Daniël Mijtens the Younger (/nl/; 7 August 1644 in The Hague - buried on 23 September 1688 in The Hague) was a Dutch Golden Age painter and the son of Daniel Mytens the Elder, although some early sources indicate that his father was Jan Mijtens. His year of birth is sometimes given as 1636 or 1647.

==Biography==
According to a biography by Arnold Houbraken, Mijtens travelled to Italy in 1666, where he became friends with Carlo Maratta and studied with Johann Carl Loth. he also joined the Bentvueghels and took the nickname "Bontekraay" (The Hooded Crow).
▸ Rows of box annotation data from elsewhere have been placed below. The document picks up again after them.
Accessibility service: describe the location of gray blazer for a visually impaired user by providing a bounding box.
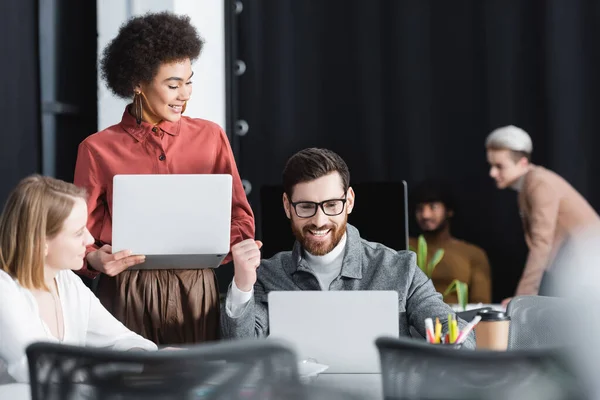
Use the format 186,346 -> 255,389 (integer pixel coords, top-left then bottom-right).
221,224 -> 475,348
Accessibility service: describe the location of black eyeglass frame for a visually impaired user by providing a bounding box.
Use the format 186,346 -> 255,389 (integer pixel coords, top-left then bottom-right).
290,192 -> 348,218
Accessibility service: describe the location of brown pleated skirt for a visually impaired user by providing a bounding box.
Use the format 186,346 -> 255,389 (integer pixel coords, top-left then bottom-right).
97,269 -> 220,345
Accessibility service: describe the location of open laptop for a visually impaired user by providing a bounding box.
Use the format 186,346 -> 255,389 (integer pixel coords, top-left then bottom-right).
112,174 -> 232,269
268,291 -> 400,374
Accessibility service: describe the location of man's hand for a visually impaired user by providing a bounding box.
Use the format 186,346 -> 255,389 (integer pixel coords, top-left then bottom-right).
501,297 -> 512,308
231,239 -> 262,292
86,244 -> 146,276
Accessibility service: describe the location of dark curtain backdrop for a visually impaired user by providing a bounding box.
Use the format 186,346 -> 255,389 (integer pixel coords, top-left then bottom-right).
0,0 -> 41,205
237,0 -> 600,302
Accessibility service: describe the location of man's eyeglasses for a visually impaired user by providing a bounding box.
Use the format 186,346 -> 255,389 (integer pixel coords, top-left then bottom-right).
290,195 -> 346,218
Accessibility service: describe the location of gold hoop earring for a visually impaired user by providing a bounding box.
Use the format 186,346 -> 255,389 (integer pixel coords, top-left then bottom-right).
131,92 -> 144,125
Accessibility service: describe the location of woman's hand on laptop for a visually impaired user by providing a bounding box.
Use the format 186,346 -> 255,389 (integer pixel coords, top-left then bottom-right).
86,244 -> 146,276
231,239 -> 262,292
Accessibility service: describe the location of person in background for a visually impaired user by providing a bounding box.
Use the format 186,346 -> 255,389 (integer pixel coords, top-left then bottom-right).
409,180 -> 492,304
485,125 -> 600,305
0,175 -> 157,382
221,148 -> 475,348
75,12 -> 254,344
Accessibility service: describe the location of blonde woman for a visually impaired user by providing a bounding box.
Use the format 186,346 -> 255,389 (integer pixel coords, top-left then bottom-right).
0,175 -> 156,382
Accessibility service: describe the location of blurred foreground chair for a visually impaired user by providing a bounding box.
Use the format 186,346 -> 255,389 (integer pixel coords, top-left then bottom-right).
376,338 -> 581,400
27,340 -> 354,400
506,296 -> 575,350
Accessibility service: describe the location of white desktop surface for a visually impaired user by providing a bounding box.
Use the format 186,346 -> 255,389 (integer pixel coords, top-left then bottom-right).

From 1672 to 1688, he was back in The Hague and was one of the 48 signers of the founding charter of the Confrerie Pictura in the Hague, and painted one of the four corner pieces of the ceiling of the "Boterwaag" where the guild members met. The other corners were painted by Theodor van der Schuer, Augustinus Terwesten, and Robbert Duval. Later, he joined with them to create the Royal Academy of Art.

According to the RKD, he was a pupil of his father, who was court painter in the Hague, and his uncle. He is known for mythological subjects, interior decorations and portraits. His pupils were Lourens Bruyning, Nicolaes Hooft, Mattheus Terwesten, and Elias Vinie.